Two police officers in Paterson, New Jersey, have been charged with assaulting a man in December 2020 and subsequently lying about their actions in a police report, according to court documents filed Tuesday by the U.S. Attorney's Office for the District of New Jersey. Court documents allege the officers threw the man to the ground and struck him repeatedly, and falsely claimed in their report that he had been "acting belligerent" and had struck an officer first.   

Paterson Police Department Officers Kevin Patino, 29, and Kendry Tineo-Restituyo, 28, first met the alleged victim at approximately 12:30 a.m. on December 14 after handling an unrelated call about a suspicious person, the complaint says. 

The pair allegedly drove up to the man, stopped the car, and began assaulting him, the complaint said. Patino is accused of grabbing the victim and striking him in the face and body "numerous times" before Tineo-Restituyo allegedly grabbed the man and threw him to the ground.

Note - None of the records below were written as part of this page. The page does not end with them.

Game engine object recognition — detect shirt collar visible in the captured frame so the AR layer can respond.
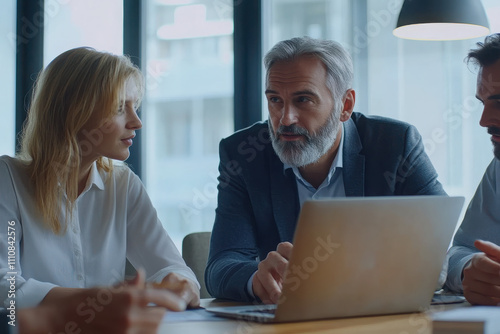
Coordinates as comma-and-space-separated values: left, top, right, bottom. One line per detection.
283, 123, 345, 184
83, 161, 104, 192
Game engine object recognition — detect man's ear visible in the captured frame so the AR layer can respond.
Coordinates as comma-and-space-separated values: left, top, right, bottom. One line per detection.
340, 89, 356, 122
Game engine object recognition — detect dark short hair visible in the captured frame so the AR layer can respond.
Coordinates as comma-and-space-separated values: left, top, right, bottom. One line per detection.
466, 33, 500, 67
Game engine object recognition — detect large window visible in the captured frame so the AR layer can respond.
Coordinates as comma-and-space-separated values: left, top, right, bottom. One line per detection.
263, 0, 500, 209
43, 0, 123, 66
0, 0, 17, 156
142, 0, 233, 246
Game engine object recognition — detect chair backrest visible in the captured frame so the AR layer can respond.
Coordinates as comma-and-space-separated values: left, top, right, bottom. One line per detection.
182, 232, 212, 298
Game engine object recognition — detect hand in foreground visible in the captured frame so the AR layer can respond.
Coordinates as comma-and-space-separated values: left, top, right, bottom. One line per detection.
153, 273, 200, 308
462, 240, 500, 305
25, 270, 186, 334
252, 242, 293, 304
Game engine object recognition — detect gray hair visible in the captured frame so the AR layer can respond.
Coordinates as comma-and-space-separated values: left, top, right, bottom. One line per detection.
264, 36, 354, 100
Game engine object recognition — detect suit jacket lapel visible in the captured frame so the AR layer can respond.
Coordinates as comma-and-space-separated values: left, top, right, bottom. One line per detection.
343, 119, 365, 196
269, 148, 300, 242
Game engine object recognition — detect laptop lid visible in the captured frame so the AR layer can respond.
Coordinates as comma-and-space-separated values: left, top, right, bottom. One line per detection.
275, 196, 464, 321
207, 196, 464, 322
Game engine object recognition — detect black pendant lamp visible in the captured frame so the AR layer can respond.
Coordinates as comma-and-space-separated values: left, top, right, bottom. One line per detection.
393, 0, 490, 41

The man has not been publicly identified. 

The complaint notes that the man "attempted to separate himself" from the pair, but does not mention any conduct that would have provoked a violent response.

"While the victim was on the ground, defendants PATINO and TINEO repeatedly struck the victim," the complaint alleges, noting that surveillance camera footage of the event from a nearby business confirms accounts of the incident from other sources. The video has not been released publicly. 

The victim "suffered multiple injuries to his head and face" as a result of the attack, the complaint said. 

But in a police report summarizing the event that was written by Patino and signed by Tineo-Restituyo, the officers lied multiple times about what transpired, the complaint said. Patino allegedly wrote that the victim approached the officers while "screaming profanities" and "acting belligerent," and hit Patino in the chest area with a closed first — all of which was false, the complaint said.

While Patino mentions in the report that he took the victim to the ground and placed him in handcuffs, he omits that he and Tineo-Restituyo struck him while he was on the ground, the complaint added. 

Patino and Tineo-Restituyo are both charged with depriving a victim of his Constitutional right to be free from the use of unreasonable force by law enforcement officers and with filing a false police report. The civil rights violation is punishable by up to 10 years in prison, and the false records charge is punishable by up to 20 years, with a maximum fine of $250,000 for each of the charges. 

The Paterson Police Department said its spokesperson was not available for comment.  The U.S. Attorney's Office for the District of New Jersey said Patino has already surrendered and Tineo-Restituyo is expected to surrender later Tuesday. 

An attorney for Patino told CBS News that he is confident the legal process "will vindicate" his client and show "that his actions, based on the totality of what transpired that night, were appropriate." An attorney for Tineo-Restituyo said his team would comment on the matter at the appropriate time in court. 

The charges come amid a national reckoning over police brutality, wherein the legitimacy of police accounts of interactions with the public has come under scrutiny in some cases. After former Minneapolis officer Derek Chauvin was charged in the death of George Floyd, for example, the Minneapolis Police Department faced criticism for how its original statement describing Floyd's death compared to a 17-year-old onlooker's video of the interaction and to the details that emerged during the trial.